The Crawleys were grieving for Lady Sybil, who died in childbirth. While tears were repressed—so not the British way—they could show their distress by wearing a lot of dark, dismal colours. Mourning rituals had grown increasingly elaborate during the Victorian era. As Helen Rappaport wrote in A Magnificent Obsession, her wonderful book about the Queen’s over-the-top reaction to Albert’s early death, “Mourning protocols then current in Britain demanded 12 months of black for a parent or child (with only a retreat to half-mourning in the final three months); six months for a sibling, three months for an aunt or uncle; and six weeks for a first cousin.” Victoria extended and codified them for her court, and thus huge swathes of her nation. Full mourning started by wearing dull crape—the fabric version of tightly pleated crepe paper—before shifting to shinier black satins and silks. After that half mourning colours of grey, white or the newer shades of lilac, mauve and purple could be worn. So when Princess Alice, Victoria’s daughter, married a year after Albert’s death, all her honeymoon dresses were black. The rules applied to everything. Houses were draped in black cloth and mirrors were covered. All jewellery had to be black or white (jet or diamonds and pearls). There was such a trade that the trade in jet, centred around Whitby on the coast, expanded from 35 workers in the 1830s to more than 1,000 skilled workers in the 1870s.
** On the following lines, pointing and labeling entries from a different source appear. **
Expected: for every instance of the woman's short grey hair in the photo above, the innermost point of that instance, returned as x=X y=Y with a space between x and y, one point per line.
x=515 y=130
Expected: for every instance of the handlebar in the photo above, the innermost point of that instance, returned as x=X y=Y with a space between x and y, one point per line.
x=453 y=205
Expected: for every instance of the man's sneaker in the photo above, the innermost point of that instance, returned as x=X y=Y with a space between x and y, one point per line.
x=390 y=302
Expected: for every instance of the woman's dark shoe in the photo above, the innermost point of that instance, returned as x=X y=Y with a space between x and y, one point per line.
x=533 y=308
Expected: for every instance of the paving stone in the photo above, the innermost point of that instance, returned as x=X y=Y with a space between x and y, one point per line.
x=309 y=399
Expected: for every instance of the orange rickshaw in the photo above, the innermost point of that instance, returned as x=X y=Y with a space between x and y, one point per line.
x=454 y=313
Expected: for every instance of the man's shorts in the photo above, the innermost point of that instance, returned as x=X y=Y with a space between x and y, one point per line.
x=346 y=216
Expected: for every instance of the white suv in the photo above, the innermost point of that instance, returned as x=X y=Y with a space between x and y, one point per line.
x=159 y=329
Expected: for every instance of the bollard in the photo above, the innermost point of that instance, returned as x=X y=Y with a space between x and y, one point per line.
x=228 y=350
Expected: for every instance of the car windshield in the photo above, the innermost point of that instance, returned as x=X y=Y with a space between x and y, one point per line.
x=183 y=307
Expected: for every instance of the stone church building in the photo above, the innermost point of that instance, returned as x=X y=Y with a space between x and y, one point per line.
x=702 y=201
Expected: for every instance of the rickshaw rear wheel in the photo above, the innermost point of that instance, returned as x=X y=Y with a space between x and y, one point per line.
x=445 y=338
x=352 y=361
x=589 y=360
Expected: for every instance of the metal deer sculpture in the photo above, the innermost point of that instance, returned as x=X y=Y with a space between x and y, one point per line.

Queen Victoria’s over-the-top rules have slowly been relaxed. On her death in 1901 court mourning went on for more than six months, while the entire population was in official full mourning for six weeks followed by another six weeks in half mourning. By George VI’s death in 1952, court mourning was four months. Men wore black armbands and ties, women wore their most sombre outfits. When the Queen Mother died in 2002, the country observed 10 days of mourning leading up to her funeral. Now, though black is preferred, it’s acceptable for those without official mourning wardrobes to wear grey or other non-flashy colours. Just don’t expose skin: In 1991, a female Tory cabinet minister was criticized for wearing a black cocktail dress to the funeral of former governor general Roland Michener.

And some can use mourning to show the depth of their sorrow. While Princess Caroline Monaco officially mourned for three months after her second husband, Stefano Casiraghi, was killed in 1990, in reality she wore black for a year. She also quit official duties in Monaco and retreated to a farmhouse in Provence with her children.

While mourning today is usually private, it can be a powerful symbol. When the duke of Devonshire died in 2004, he passed away confident that his revolutionary transformation of the Chatsworth estate into a commercial entity had saved the family fortune and hundreds of local jobs. On the day of the funeral, black-and-white clothed Chatsworth staff lined the one-mile route from the house to the church, bowing and curtsying as the hearse drove by.